Scher moved to the Hallmark in Battery Park City in 2000 at the age of 85. She’d been living in Somers, N.Y., but her eyes were weakening and she could no longer drive. Instead of looking for a nearby assisted living facility, she moved to New York City, something even 20-year-olds might find intimidating.

And she took Downtown by storm.

“Somebody should have sent us a Pearl alert,” said Martha Gallo, former co-president of the Battery Park City Neighbors and Parents Association. “They didn’t warn us,” she joked. Scher was famous for “fighting city hall,” as she would say. Among her accomplishments were changing a bus route to accommodate Hallmark seniors, establishing a bus shelter on North End Ave., and co-founding the Downtown Synagogue. She also served on the Community Board, where she fought for seniors and others, including lobbying on behalf of a children’s playground. Albert Capsuoto, who often gave her a lift home after meetings, recalled her trademark position. She was famous for jumping to her feet after a lengthy discussion to say, “I don’t think that’s quite right,” he said.

Included in the things she didn’t think were quite right was the state of the nation. To say that she was a Democrat is to way understate the case. The first day she moved to the Hallmark, she noticed an anti-Hillary Clinton message slapped onto the side of a New York City bus. Clinton was running for the U.S. Senate at the time. “She spent all day working on it, and by the end of the day she got it changed,” said Noel Allen, a friend from Somers.

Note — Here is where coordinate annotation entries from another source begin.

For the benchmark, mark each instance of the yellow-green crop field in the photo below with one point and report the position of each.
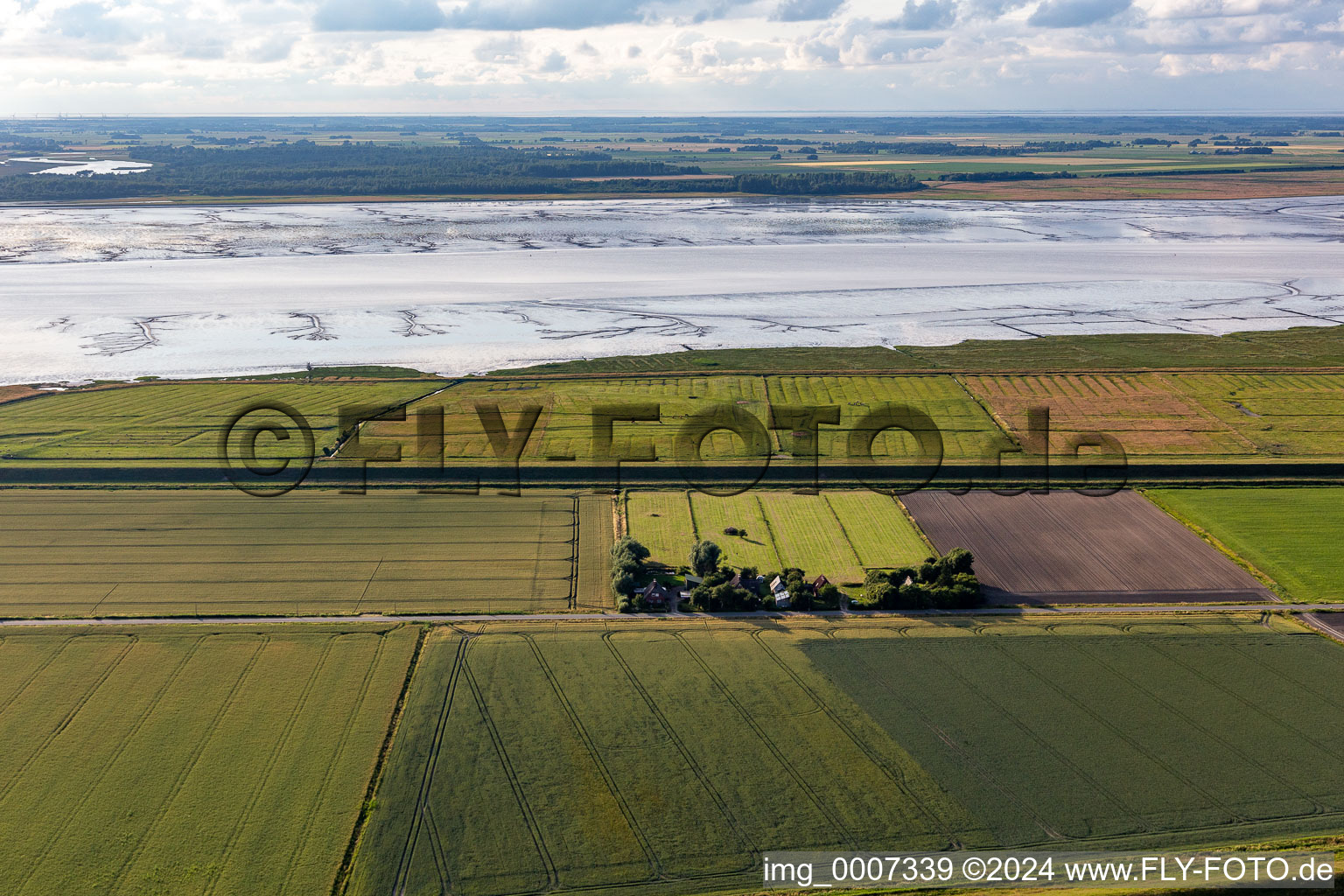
(187, 760)
(667, 758)
(187, 552)
(178, 422)
(1236, 416)
(564, 426)
(1291, 535)
(832, 534)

Scher would often stroll along the promenade in Battery Park City and was famous for the way she approached strangers. “Pearl would say, ‘You seem like a nice person, you must be a Democrat,’” recalled Christine Robbins, another Somers friend. She also registered every Hallmark senior she could to vote and organized a seniors’ pro-Kerry rally during the Republican National Convention in 2004.

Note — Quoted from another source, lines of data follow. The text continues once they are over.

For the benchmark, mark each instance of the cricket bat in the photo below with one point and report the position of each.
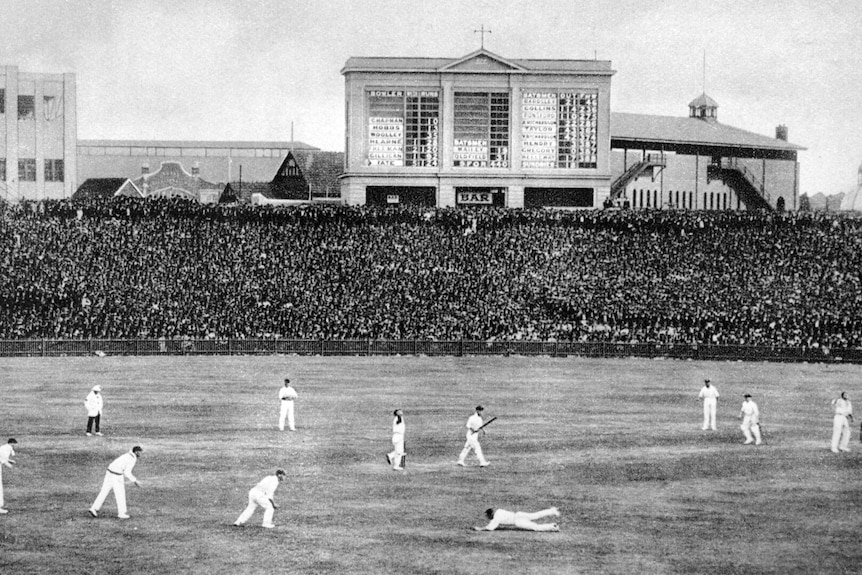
(486, 424)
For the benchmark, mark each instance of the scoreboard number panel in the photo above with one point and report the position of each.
(403, 128)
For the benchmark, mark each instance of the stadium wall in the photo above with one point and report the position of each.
(187, 346)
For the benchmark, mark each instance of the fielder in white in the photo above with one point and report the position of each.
(93, 403)
(118, 471)
(520, 520)
(6, 453)
(750, 420)
(286, 396)
(474, 423)
(841, 423)
(709, 395)
(262, 494)
(395, 457)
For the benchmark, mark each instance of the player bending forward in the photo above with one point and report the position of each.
(262, 494)
(520, 520)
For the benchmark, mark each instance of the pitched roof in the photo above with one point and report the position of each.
(703, 101)
(374, 63)
(98, 188)
(677, 130)
(243, 144)
(321, 171)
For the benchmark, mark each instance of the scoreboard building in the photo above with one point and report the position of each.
(477, 130)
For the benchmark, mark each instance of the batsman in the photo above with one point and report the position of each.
(474, 425)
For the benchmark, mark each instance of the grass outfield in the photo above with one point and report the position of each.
(615, 444)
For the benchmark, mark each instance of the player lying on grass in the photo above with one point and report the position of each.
(520, 520)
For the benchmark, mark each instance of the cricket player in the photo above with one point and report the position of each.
(262, 494)
(474, 423)
(750, 416)
(93, 403)
(6, 453)
(118, 471)
(841, 423)
(287, 395)
(395, 458)
(709, 395)
(520, 520)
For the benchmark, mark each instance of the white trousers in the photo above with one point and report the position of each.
(116, 484)
(709, 405)
(257, 497)
(528, 520)
(286, 413)
(749, 427)
(397, 449)
(472, 443)
(840, 433)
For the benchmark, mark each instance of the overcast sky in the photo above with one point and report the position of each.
(246, 69)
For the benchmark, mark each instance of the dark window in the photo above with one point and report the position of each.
(54, 170)
(27, 170)
(26, 108)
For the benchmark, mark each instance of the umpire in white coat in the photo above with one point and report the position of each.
(94, 404)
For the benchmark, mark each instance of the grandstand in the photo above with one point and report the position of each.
(130, 269)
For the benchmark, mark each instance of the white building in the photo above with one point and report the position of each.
(38, 135)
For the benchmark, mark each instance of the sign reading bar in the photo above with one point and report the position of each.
(475, 198)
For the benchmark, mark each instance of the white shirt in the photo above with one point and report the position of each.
(842, 406)
(268, 485)
(501, 517)
(123, 465)
(93, 404)
(750, 411)
(6, 453)
(287, 393)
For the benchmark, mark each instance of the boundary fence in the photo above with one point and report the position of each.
(156, 347)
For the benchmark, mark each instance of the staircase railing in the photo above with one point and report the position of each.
(635, 170)
(749, 175)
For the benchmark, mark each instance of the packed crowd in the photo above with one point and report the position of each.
(126, 268)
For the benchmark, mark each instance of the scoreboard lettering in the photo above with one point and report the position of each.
(403, 128)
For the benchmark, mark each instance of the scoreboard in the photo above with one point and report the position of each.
(403, 128)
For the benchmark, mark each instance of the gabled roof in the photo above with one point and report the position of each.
(98, 188)
(321, 170)
(244, 144)
(492, 62)
(694, 131)
(482, 59)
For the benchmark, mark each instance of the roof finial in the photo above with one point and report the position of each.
(482, 31)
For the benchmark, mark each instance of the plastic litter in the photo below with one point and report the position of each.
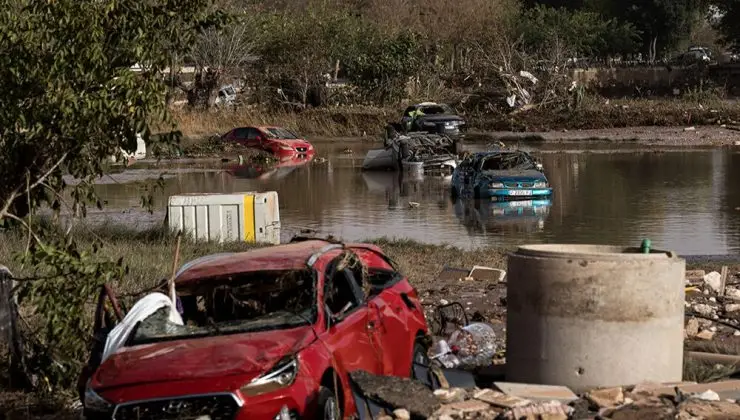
(144, 308)
(442, 353)
(474, 344)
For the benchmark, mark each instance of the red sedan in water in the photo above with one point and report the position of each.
(278, 140)
(266, 333)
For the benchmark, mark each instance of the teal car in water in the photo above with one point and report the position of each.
(500, 175)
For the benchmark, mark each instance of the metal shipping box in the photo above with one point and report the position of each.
(244, 216)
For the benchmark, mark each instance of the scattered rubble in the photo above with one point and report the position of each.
(646, 401)
(713, 313)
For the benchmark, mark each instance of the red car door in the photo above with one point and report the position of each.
(351, 335)
(394, 308)
(253, 137)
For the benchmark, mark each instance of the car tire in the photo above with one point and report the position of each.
(419, 355)
(328, 408)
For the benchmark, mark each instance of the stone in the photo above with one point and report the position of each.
(713, 280)
(470, 406)
(402, 414)
(695, 275)
(705, 323)
(732, 307)
(732, 292)
(703, 309)
(692, 327)
(537, 392)
(451, 395)
(652, 408)
(606, 397)
(710, 410)
(536, 410)
(707, 395)
(553, 416)
(705, 335)
(499, 399)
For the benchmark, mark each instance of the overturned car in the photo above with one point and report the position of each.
(265, 334)
(431, 152)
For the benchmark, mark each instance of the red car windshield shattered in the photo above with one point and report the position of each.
(235, 304)
(281, 133)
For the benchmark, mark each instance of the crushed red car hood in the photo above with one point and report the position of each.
(217, 356)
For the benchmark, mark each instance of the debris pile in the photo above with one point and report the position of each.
(712, 306)
(399, 398)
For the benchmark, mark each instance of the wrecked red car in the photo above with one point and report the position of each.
(278, 140)
(270, 333)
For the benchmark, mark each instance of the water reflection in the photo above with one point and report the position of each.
(264, 171)
(486, 217)
(685, 201)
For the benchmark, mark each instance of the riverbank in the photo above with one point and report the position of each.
(149, 257)
(361, 121)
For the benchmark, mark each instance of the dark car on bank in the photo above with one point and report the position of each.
(432, 117)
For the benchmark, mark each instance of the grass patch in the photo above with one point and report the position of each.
(332, 122)
(352, 121)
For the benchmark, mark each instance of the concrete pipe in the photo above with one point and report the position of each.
(587, 316)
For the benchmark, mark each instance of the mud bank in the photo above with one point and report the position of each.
(686, 136)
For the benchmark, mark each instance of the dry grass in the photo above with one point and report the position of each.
(331, 122)
(594, 113)
(149, 254)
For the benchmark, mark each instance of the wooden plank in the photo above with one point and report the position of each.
(537, 392)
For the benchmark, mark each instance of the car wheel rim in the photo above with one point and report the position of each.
(420, 358)
(330, 410)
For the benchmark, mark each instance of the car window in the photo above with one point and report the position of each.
(252, 134)
(259, 301)
(241, 133)
(280, 133)
(436, 109)
(507, 161)
(340, 293)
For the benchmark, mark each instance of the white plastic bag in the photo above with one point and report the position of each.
(144, 308)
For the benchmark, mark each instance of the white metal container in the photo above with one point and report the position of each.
(244, 216)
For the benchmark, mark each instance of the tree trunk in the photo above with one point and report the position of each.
(9, 333)
(653, 49)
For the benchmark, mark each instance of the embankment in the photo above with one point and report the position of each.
(358, 121)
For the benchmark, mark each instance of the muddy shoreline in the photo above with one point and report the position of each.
(678, 136)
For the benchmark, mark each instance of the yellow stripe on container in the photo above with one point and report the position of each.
(249, 218)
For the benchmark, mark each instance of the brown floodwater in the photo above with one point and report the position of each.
(686, 201)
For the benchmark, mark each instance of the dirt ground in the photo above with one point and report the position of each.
(482, 301)
(662, 136)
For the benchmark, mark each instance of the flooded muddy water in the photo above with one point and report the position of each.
(686, 201)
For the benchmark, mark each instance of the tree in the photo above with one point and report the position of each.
(726, 15)
(662, 23)
(68, 101)
(221, 53)
(580, 33)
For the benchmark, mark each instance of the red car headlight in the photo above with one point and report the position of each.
(281, 375)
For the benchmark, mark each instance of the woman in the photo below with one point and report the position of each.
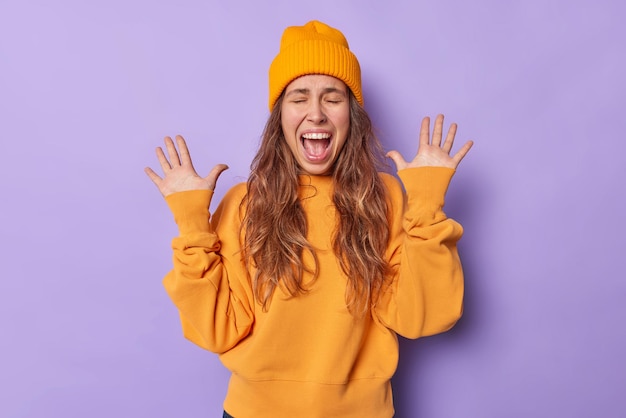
(303, 277)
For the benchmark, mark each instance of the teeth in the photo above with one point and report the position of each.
(316, 135)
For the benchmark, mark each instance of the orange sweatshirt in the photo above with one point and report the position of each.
(307, 356)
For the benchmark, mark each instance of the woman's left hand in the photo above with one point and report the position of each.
(433, 153)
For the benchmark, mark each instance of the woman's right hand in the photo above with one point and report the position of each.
(179, 174)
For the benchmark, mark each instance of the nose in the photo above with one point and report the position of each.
(316, 113)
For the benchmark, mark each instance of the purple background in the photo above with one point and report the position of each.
(88, 90)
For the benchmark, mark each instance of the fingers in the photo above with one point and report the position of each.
(185, 158)
(447, 144)
(438, 131)
(174, 160)
(425, 131)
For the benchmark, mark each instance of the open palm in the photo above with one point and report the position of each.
(433, 153)
(178, 172)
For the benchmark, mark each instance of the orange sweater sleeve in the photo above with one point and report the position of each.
(208, 283)
(425, 296)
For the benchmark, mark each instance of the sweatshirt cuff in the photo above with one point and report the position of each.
(426, 188)
(191, 210)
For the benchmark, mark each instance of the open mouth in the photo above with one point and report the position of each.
(316, 145)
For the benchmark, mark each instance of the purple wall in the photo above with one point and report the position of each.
(88, 90)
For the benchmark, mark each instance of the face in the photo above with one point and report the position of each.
(315, 121)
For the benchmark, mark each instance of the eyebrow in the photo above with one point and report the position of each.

On the morning of Sept. 11, 2001, primary day, she was at an M.T.A. meeting. After hearing the news of the planes, she jumped up and said to Yvonne Morrow, former aide to Assembly Speaker Sheldon Silver, “We have to go Downtown and get people to vote.” “It took us an hour and a half to get to Reade St.,” recalled Morrow. She was determined to get back to the Hallmark, and accompanied by friends, she talked her way through every checkpoint until she did. She was evacuated shortly thereafter.

Scher was married briefly at age 51. She divorced and never married again despite, as she put it, “multiple proposals.” Instead she devoted her life to her work, holding a number of jobs over her lifetime from school principal, to travel agent to real estate broker, and she was even a Marine during W.W. II stationed at Camp Lejeune, N.C. But it was at the age of 80 that she first ran for public office for a seat on the Westchester County legislature. She lost, but the run only invigorated her, and a year later she was elected to the Somers Town Board. As she pointed out, this made her the board’s “only woman, only senior citizen, only veteran, only Democrat and only Jew.”

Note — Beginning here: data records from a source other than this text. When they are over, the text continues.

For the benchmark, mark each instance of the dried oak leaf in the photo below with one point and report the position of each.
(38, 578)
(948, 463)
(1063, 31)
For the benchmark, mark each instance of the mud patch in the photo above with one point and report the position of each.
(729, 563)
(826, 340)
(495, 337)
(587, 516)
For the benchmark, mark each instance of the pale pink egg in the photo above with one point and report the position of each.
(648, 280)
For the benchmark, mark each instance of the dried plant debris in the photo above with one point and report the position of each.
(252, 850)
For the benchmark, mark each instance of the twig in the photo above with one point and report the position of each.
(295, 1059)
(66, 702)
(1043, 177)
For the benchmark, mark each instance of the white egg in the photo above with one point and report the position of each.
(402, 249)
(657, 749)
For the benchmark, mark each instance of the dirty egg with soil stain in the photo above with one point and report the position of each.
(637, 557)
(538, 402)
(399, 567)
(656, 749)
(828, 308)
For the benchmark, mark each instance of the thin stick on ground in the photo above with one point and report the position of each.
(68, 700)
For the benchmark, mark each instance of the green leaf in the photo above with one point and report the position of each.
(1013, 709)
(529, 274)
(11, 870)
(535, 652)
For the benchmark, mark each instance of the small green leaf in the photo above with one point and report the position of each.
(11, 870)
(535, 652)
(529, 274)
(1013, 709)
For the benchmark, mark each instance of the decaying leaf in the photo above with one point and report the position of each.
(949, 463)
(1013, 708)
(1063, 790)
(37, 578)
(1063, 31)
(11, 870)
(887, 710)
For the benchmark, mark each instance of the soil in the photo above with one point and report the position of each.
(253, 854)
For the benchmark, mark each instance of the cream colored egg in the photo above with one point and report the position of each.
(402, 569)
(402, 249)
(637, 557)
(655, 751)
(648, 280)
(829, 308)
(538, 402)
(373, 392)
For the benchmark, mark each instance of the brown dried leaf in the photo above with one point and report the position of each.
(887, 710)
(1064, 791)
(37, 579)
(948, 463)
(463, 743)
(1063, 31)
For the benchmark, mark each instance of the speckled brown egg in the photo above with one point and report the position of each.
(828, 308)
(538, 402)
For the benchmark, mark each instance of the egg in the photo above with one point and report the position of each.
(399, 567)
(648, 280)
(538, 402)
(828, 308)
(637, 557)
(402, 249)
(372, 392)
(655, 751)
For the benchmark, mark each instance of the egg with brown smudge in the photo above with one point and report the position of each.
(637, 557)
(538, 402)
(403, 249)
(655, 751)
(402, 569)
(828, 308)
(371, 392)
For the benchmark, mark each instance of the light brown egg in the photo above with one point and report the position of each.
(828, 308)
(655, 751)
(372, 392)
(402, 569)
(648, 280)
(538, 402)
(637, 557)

As a Jew, she decided to start a synagogue in Battery Park City, along with Iris Richman, who later went on to become a rabbi and presided at the Riverside Chapel service.

During her final months, Richman visited Scher frequently and suggested that she give some thought to whom she wanted to be at the funeral. “Her eyes lit up,” said Richman, recalling a familiar Pearl characteristic. “Pearl said, ‘Oh I can do that? You know I wish I could be there to see the whole thing,’” Richman said.

She got a fair amount of press attention in her six years Downtown, and enjoyed every bit of it. Noel Allen remembered when Scher asked her to speak at the funeral. “She wanted me to write the eulogy ahead of time so she could read it,” Allen laughed.

Scher is survived by her cousins, Matthew and Eve Gartner of Brooklyn and Daniel Gartner of Grand Junction, Col.

Probably the best testament as to who Pearl Scher was comes from Linda Belfer, a fellow community board member. A few weeks ago, Belfer returned home after a lengthy hospitalization. She found a message on her machine. It was from Pearl, who was in her final weeks of life. “She wanted to know what she could do for me,” said Belfer.